I tried to disable it but I don't seem to have the capability with my flat screen
TV to disable it. I sent an email off to my TV's support online to see if there
is any way of disabling it, since my TV doesn't seem to have a option of
turning off SAP.

When I was receiving with Bell Sat TV, the SAP was stripped off and if
you wanted it on, you had to tune in their special SAP channels that
carried the Global/CTV/CBC programs. (Dv)

Anyone else experienced this off air?


----------



## hystat (Jun 18, 2010)

SAP is used for many things -often a second language (usually Spanish), so there has to be a way to turn it off. 
What is the TV brand/model?


----------



## carverman (Nov 8, 2010)

hystat said:


> SAP is used for many things -often a second language (usually Spanish), so there has to be a way to turn it off.
> What is the TV brand/model?


It's a Viewsonic N3252w LCD flatscreen (from Costco). Model VS11335-1M.

I've tried different ways with the menu and can't seem to find anything
via Menu that corresponds to the Descriptive Video banter that goes
for some programs.
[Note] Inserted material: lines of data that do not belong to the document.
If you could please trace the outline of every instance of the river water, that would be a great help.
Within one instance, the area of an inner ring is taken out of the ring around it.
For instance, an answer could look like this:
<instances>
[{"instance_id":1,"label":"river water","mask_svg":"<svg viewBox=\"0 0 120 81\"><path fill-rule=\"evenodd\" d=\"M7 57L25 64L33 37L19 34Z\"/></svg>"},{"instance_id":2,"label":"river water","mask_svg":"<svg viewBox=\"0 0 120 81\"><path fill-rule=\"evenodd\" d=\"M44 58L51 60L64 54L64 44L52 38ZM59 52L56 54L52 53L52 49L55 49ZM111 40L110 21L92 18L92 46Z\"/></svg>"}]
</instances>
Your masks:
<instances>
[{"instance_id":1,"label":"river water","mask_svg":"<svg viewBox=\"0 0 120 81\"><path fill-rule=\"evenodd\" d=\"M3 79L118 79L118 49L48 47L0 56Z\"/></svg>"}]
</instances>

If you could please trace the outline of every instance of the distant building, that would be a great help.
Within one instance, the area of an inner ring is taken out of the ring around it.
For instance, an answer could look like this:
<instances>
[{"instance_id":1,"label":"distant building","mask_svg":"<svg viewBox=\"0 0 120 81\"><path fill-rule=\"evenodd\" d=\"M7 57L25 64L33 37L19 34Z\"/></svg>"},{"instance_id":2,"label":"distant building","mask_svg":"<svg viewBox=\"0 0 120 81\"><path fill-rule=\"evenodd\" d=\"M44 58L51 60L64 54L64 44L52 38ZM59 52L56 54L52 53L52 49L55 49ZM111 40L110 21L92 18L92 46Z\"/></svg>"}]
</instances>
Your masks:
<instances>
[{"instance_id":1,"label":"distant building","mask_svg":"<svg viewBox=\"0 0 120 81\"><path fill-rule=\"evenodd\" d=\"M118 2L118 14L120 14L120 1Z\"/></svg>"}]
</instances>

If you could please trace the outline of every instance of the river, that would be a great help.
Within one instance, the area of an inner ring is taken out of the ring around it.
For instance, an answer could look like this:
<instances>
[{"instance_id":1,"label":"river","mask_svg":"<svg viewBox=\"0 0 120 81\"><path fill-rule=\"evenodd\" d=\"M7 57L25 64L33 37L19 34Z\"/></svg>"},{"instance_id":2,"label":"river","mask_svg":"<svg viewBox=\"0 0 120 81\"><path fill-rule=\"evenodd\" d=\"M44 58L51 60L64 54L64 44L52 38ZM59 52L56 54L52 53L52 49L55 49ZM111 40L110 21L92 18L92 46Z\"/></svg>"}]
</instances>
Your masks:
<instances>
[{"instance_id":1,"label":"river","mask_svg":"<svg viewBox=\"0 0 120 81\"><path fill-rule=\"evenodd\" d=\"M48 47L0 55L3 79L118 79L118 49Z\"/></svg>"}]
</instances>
Global has some, so does CTV. Like I mentioned,
it wasn't a problem with satellite tv, as they seem to strip it off and
offer it on lower DVi channels.


----------



## hystat (Jun 18, 2010)

MTS button should give you a menu to choose Mono, Stereo or SAP


----------



## carverman (Nov 8, 2010)

The MTS button is set to STEREO. 

Don't know what else to try...I was watching comedy on CTV last night
and still heard the commentator in the background describing what the
comedian was doing with his hands, even if the commentary is in a lower
volume to the main programme.
Annoying, but I may have to live with it.


----------



## Annada (Jul 13, 2011)

What is the TV brand/model?


----------



## carverman (Nov 8, 2010)

Annada said:


> What is the TV brand/model?


It's a Viewsonic. (See my post above for model). 
I did play with the MTS sound button on the remote.
The user manual does not give any specific details 
on this button other than select Mono/Stereo or SAP.

The descriptive video (audio) is in the background 
on Mono. 
*tried stereo mode, and it seems to have been
muted and barely audible*, so that may be it.

Once the broadcasters go to DTV in September, 
I can select DTV mode and maybe that will help.
It wasn't there in digital mode YpbPr mode off 
the satellite, as the audio was separate, but now 
off the air, via antenna on the RF connector 
(TV mode), it is audible.

Not all programs seem to have this..only some.


----------